In the article retrieval process using curl, when an error occurs, it judges the HTTP status code and only retries if it's a 5xx server error.
The article retrieval with curl included a mechanism to only retry if the HTTP response is a 5XX server error.

Using xargs for parallel processing, it was controlled not to exceed the maximum parallelism (3) specified in llms.txt.

We confirmed that a script that controls the number of simultaneous requests was generated.
Summary
The llms.txt (Large Language Model Specifications) introduced here is not standardized as of 2025, but it is considered an effective approach for coexistence with AI crawlers in the future.
We plan to continue optimizing while measuring the effectiveness of this configuration and monitoring future standardization trends.

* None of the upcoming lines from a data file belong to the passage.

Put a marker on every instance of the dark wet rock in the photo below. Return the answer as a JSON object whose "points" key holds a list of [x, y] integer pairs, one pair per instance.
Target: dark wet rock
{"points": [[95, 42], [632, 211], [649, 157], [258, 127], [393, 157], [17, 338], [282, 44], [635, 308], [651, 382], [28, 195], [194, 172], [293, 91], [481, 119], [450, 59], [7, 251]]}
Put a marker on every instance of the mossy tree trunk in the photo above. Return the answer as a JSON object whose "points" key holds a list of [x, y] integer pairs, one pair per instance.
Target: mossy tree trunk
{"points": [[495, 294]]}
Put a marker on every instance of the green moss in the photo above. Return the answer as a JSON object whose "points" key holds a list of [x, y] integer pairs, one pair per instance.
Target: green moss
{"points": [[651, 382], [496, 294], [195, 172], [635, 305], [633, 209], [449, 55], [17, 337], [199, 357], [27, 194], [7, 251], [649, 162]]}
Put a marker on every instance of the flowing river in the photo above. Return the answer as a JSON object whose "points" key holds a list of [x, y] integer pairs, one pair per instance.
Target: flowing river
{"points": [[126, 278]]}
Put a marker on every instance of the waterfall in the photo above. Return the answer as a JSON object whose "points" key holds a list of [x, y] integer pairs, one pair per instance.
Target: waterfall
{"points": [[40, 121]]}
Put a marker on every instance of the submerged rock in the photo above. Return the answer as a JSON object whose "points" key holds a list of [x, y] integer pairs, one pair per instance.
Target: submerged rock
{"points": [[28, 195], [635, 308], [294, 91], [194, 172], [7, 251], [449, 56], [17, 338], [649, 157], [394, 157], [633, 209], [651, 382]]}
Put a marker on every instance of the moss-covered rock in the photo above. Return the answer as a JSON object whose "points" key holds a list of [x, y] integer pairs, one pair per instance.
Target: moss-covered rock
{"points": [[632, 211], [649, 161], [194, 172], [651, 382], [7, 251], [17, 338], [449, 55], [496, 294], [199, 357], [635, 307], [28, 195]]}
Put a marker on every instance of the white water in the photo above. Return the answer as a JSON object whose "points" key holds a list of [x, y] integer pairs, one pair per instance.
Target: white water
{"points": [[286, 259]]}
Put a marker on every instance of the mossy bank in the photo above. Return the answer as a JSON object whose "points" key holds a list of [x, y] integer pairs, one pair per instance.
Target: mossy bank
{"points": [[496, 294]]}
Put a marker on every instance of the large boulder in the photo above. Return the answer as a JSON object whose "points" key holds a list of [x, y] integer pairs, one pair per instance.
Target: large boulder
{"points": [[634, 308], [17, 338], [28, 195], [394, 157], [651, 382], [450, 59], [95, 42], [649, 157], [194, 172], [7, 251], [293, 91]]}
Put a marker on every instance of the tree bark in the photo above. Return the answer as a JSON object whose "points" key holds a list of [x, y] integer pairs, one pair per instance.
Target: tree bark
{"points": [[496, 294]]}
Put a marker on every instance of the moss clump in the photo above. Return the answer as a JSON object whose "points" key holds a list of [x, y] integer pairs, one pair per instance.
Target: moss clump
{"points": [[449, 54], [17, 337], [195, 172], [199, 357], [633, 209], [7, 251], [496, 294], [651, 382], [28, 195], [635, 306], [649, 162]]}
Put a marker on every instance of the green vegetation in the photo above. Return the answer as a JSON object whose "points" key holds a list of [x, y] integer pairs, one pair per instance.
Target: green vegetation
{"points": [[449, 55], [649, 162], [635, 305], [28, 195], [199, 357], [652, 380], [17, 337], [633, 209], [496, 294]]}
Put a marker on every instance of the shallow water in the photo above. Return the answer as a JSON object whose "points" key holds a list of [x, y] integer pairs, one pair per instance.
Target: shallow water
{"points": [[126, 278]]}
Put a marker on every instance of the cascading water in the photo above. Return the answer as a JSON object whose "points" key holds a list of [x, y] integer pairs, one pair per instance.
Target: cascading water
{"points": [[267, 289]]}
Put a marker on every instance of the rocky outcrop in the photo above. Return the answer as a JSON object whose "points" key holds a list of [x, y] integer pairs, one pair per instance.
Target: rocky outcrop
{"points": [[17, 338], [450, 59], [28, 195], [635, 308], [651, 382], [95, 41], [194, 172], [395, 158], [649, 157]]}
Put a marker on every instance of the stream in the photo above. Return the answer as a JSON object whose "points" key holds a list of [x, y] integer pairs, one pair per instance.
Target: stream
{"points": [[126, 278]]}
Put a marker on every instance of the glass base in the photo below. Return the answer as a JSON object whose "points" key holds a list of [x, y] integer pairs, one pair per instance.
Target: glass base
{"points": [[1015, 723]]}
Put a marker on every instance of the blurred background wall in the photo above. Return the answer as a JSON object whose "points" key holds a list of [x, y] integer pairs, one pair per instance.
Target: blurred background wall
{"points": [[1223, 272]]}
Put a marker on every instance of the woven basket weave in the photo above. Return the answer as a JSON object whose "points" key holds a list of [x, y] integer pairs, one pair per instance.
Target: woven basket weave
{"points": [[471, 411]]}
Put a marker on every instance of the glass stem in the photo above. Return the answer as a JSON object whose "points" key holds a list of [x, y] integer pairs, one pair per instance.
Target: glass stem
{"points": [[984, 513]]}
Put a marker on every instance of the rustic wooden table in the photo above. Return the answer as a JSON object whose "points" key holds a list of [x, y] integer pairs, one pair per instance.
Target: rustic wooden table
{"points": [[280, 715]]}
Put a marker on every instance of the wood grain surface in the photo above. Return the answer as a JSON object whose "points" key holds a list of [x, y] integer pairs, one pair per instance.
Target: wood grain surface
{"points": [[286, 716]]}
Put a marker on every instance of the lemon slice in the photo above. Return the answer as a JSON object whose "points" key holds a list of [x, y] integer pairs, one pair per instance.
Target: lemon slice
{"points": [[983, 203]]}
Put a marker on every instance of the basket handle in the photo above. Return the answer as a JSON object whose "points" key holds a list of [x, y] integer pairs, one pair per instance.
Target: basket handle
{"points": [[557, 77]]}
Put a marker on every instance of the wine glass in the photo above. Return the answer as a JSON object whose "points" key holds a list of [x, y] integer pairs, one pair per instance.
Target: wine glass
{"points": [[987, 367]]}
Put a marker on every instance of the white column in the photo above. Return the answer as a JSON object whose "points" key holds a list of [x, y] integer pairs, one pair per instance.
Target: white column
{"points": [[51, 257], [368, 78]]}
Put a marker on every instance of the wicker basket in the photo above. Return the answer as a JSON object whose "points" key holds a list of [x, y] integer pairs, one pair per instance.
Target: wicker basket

If you operate a public website that accepts AI access, we recommend providing information about your site's structure, crawling policy, and content usage as llms.txt to crawlers to suppress inefficient crawling.
Also, when using web services outside your organization as information sources for local LLMs or RAG initiatives, or when directly using content, we strongly recommend checking for the presence of "llms.txt" along with site policies, and if specific instructions regarding crawling or content usage are stated in llms.txt, following those instructions.